I am working on an example where training data and training labels are lists, but when I fit on it on a code, it throws an error. I guess, the problem is with the text pre-processing class.
Below is the code, where I created a pipeline, but it say expected str or bytes like object or sometimes, list has not attribute lower.
import string
from nltk.corpus import stopwords as sw
from nltk.corpus import wordnet as wn
from nltk import wordpunct_tokenize
from nltk import WordNetLemmatizer
from nltk import sent_tokenize
from nltk import pos_tag
from sklearn.base import BaseEstimator, TransformerMixin
class NLTKPreprocessor(BaseEstimator, TransformerMixin):
def __init__(self, stopwords=None, punct=None,
lower=False, strip=True):
self.lower = lower
self.strip = strip
self.stopwords = stopwords or set(sw.words('english'))
self.punct = punct or set(string.punctuation)
self.lemmatizer = WordNetLemmatizer()
def fit(self, X, y=None):
return self
def inverse_transform(self, X):
return [" ".join(doc) for doc in X]
def transform(self, X):
return [
list(self.tokenize(doc)) for doc in X
]
def tokenize(self, document):
# Break the document into sentences
for sent in sent_tokenize(document):
# Break the sentence into part of speech tagged tokens
for token, tag in pos_tag(wordpunct_tokenize(sent)):
# Apply preprocessing to the token
token = token.lower() if self.lower else token
token = token.strip() if self.strip else token
token = token.strip('_') if self.strip else token
token = token.strip('*') if self.strip else token
# If stopword, ignore token and continue
if token in self.stopwords:
continue
# If punctuation, ignore token and continue
if all(char in self.punct for char in token):
continue
# Lemmatize the token and yield
lemma = self.lemmatize(token, tag)
yield lemma
def lemmatize(self, token, tag):
tag = {
'N': wn.NOUN,
'V': wn.VERB,
'R': wn.ADV,
'J': wn.ADJ
}.get(tag[0], wn.NOUN)
return self.lemmatizer.lemmatize(token, tag)
from sklearn.feature_extraction.text import TfidfVectorizer
text_clf = Pipeline([('preprocess', NLTKPreprocessor()),
('vect', CountVectorizer()),
('tfidf', TfidfTransformer(smooth_idf=True,use_idf=True)),
('clf', SGDClassifier(loss='log', penalty='l2',
alpha=1e-3, random_state=42)),
])
#---show only the best performace results: accuracy, other metrics, and confusion matrix
text_clf3.fit(X_train, y_train)
y_pred = text_clf3.predict(X_test)
print ('Accuracy Score (%):', accuracy_score(y_test, y_pred)*100)
print(metrics.classification_report(y_test, y_pred,
target_names=docs_data.target_names))
You get error because of this method.
def transform(self, X):
return [
list(self.tokenize(doc)) for doc in X
]
X is a dataframe, and when you iterate dataframe you get indexes of each row.

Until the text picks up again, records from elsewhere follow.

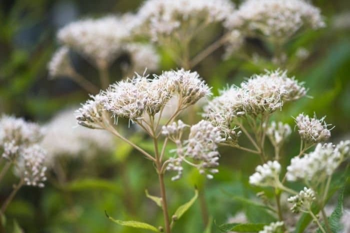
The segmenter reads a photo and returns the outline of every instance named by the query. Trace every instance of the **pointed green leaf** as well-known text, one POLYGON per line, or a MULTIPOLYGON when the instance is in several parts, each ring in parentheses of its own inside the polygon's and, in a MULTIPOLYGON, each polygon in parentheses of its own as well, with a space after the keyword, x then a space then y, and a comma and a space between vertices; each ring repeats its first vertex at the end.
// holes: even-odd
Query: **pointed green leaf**
POLYGON ((264 224, 226 224, 218 226, 222 232, 258 232, 264 229, 264 224))
POLYGON ((126 227, 130 227, 134 228, 140 228, 142 229, 152 231, 154 232, 160 232, 159 230, 157 229, 157 228, 156 228, 156 227, 154 227, 152 225, 150 225, 148 224, 137 221, 122 221, 122 220, 114 219, 112 217, 108 215, 107 214, 107 212, 106 212, 106 215, 107 216, 107 218, 108 218, 110 221, 119 225, 124 226, 126 227))
POLYGON ((157 206, 158 206, 160 207, 162 207, 162 198, 156 197, 155 196, 150 195, 150 194, 148 194, 148 190, 146 190, 144 191, 144 192, 146 194, 146 197, 154 202, 156 204, 157 204, 157 206))
POLYGON ((196 189, 194 191, 194 196, 191 200, 190 200, 188 202, 185 203, 182 206, 180 206, 178 210, 175 212, 175 214, 173 216, 173 221, 174 218, 176 219, 179 219, 184 214, 186 211, 187 211, 188 209, 194 203, 198 197, 198 190, 196 189))
MULTIPOLYGON (((342 232, 342 224, 340 223, 340 219, 342 216, 342 213, 344 211, 344 190, 345 190, 345 187, 344 187, 340 190, 339 194, 339 197, 338 198, 338 203, 336 204, 336 209, 332 213, 330 216, 328 218, 328 222, 330 224, 330 227, 332 232, 336 233, 342 232)), ((324 226, 324 224, 322 226, 324 226)), ((318 233, 322 233, 321 230, 318 229, 317 231, 318 233)))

Therefore you get 0 on first iteration and then sent_tokenizer fails because it expects something else.
I am not sure about entire pipeline. But you can fix this one step like this. Note, this would work only with one column.
def transform(self, X):
return [
list(self.tokenize(doc[0])) for doc in X.values
]
method above works with the following fit inputs.
X_train = pd.DataFrame([['asfas saf asf. dwqdwqwd '],['asdasdasd32d23 wedw ed wed. dwqdwq. ']])
y_train = [[1], [2]]